Zu unserem nachhaltigen Geschäftsmodell gehört, dass wir uns buchstäblich in die Karten schauen lassen. Seit der Gründung der GLS Bank werden alle Kredite in einer Liste in unserem GLS-Bankspiegel veröffentlicht. Auf unserer Homepage stellen wir ausgewählte Projekte ausführlicher vor, in unserem Blog kommen wir mit diesen Projekten und den engagierten Menschen ins Gespräch. Das Mehrgenerationen-Wohnprojekt Amaryllis eG in Bonn-Beuel ist unter sozialen und ökologischen Gesichtspunkten ein Leuchtturmprojekt und wurde bereits mehrfach ausgezeichnet. Wir haben uns mit Gerd Hönscheid-Gross, dem Vorsitzenden des Aufsichtsrats, unterhalten.

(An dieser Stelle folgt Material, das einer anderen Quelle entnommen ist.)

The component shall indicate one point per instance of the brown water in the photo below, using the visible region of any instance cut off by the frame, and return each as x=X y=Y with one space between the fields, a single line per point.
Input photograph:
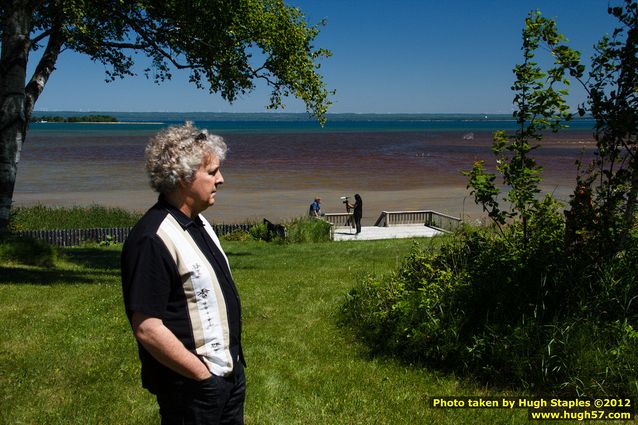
x=277 y=175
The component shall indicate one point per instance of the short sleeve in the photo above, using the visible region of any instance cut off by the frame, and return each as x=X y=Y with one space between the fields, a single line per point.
x=146 y=277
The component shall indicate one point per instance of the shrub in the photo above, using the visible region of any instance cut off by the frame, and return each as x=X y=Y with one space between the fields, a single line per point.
x=306 y=229
x=29 y=251
x=237 y=235
x=260 y=232
x=42 y=217
x=503 y=314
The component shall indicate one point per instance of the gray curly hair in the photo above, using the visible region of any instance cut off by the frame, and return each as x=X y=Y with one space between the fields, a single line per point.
x=175 y=154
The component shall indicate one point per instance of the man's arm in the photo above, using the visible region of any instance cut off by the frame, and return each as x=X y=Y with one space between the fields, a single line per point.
x=162 y=344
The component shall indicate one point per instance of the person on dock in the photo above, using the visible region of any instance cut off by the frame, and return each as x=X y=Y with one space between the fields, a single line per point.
x=178 y=290
x=315 y=208
x=357 y=211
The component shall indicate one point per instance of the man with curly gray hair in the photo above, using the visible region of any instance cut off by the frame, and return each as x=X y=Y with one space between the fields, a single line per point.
x=179 y=293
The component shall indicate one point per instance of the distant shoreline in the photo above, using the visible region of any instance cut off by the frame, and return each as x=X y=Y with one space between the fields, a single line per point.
x=100 y=122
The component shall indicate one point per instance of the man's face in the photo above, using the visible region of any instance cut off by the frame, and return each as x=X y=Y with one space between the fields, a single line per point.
x=202 y=189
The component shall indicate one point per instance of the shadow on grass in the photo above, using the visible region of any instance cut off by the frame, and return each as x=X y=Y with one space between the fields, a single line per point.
x=237 y=254
x=41 y=276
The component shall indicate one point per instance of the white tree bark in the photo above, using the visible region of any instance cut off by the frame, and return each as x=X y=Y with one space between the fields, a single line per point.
x=17 y=98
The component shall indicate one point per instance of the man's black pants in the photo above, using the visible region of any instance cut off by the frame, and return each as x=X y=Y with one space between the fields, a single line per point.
x=214 y=401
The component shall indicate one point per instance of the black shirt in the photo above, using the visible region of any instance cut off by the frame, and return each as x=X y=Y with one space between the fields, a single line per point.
x=166 y=273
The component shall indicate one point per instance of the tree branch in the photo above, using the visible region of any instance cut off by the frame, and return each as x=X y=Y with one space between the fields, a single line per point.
x=135 y=46
x=150 y=43
x=40 y=37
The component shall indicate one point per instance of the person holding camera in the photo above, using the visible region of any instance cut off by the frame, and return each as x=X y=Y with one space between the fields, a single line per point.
x=357 y=211
x=315 y=208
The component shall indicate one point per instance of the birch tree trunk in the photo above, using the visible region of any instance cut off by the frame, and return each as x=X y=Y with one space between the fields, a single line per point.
x=17 y=98
x=13 y=115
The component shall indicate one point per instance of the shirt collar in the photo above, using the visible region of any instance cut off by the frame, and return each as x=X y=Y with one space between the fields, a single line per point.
x=184 y=220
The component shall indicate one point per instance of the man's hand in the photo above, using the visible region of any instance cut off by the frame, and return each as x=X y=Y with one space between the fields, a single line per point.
x=166 y=348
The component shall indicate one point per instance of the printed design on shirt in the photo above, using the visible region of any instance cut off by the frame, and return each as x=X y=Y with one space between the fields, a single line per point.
x=207 y=309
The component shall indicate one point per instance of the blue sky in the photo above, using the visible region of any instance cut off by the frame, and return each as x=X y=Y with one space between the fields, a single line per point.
x=407 y=56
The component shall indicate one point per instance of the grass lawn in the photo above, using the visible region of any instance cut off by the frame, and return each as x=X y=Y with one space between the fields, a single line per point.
x=67 y=355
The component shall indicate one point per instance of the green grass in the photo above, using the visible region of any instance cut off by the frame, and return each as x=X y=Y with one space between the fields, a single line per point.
x=41 y=217
x=67 y=355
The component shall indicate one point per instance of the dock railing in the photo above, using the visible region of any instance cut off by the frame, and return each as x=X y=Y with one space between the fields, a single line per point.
x=429 y=218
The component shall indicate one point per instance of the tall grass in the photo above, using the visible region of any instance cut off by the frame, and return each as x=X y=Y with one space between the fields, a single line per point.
x=26 y=251
x=41 y=217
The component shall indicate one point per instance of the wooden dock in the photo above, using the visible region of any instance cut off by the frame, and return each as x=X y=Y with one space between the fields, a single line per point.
x=393 y=225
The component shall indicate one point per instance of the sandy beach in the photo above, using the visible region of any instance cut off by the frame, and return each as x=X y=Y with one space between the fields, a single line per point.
x=276 y=176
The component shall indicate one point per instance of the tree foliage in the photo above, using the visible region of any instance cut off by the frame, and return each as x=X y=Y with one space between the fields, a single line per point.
x=539 y=98
x=226 y=46
x=549 y=302
x=604 y=203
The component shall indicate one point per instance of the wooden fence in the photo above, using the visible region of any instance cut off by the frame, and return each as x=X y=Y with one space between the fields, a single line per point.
x=429 y=218
x=73 y=237
x=339 y=219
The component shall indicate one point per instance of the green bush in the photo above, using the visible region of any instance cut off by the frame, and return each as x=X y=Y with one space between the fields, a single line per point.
x=260 y=232
x=507 y=312
x=29 y=251
x=238 y=235
x=300 y=230
x=41 y=217
x=306 y=229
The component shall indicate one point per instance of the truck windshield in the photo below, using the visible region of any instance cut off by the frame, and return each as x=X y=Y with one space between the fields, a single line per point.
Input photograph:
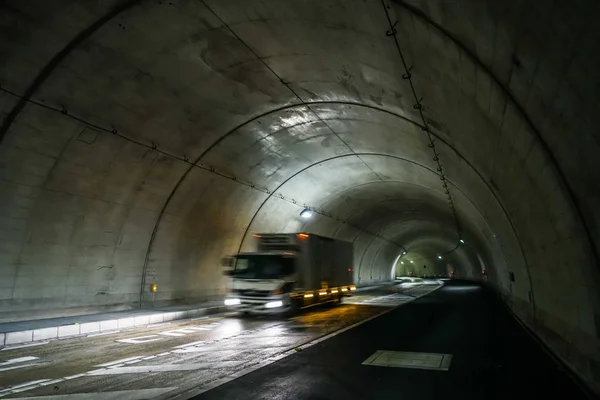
x=263 y=267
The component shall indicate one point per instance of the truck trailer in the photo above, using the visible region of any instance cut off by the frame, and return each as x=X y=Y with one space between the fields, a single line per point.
x=289 y=272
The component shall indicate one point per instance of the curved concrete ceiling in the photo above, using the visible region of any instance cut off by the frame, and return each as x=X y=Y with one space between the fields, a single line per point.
x=142 y=140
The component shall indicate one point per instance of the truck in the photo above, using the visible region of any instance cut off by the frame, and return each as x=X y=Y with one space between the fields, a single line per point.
x=289 y=272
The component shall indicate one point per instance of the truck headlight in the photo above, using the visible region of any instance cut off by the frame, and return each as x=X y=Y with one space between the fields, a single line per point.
x=274 y=304
x=232 y=302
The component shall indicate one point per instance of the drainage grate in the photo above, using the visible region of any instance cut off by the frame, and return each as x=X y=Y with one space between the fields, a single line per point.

Herr Gerd Hönscheid-Gross, wie kam es zur Idee und schließlich zur Gründung des Wohnprojekts? Inwiefern kann man Amaryllis eG als Leuchtturmprojekt bezeichnen?
Meine Frau, Silke Gross, und ich waren 1994 in Bonn auf der Suche nach gemeinschaftlichen, generationsübergreifenden Wohnformen. Dabei trafen wir auf eine kleine Gruppe älterer Menschen, die zur Realisierung eines Altenprojekts in der Bonner Innenstadt den Verein Amaryllis gegründet hatten (diese schöne Pflanze stand gerade auf dem Tisch). Der Mehrgenerationengedanke wurde gerne aufgenommen und dann begann eine 10jährige Periode der Suche nach einem geeigneten Grundstück bzw. Gebäude. Mit der Festlegung auf das Grundstück in Bonn-Beuel, Vilich-Müldorf, im Jahr 2005 fanden sich nach und nach 46 Erwachsene aller Altersstufen (und 20 Kinder und Jugendliche), die sich mit den formulierten Zielen der neu gegründeten Amaryllis eG identifizierten. Merkmale, die vielleicht die Bezeichnung Leuchtturmprojekt begründen, sind die gelungene Generationenmischung (1/3 junge Familien mit Kindern, 1/3 Personen zwischen 45 und 65, 1/3 Personen über 65), die Bereitschaft der Bewohner zur gegenseitigen Hilfe, sich in der ihnen möglichen Form für und in die Gemeinschaft einzubringen und Konflikte gemeinsam zu lösen. Darauf gründet auch der erfolgreiche Ansatz der Selbstorganisation und Selbstverwaltung der Amaryllis eG.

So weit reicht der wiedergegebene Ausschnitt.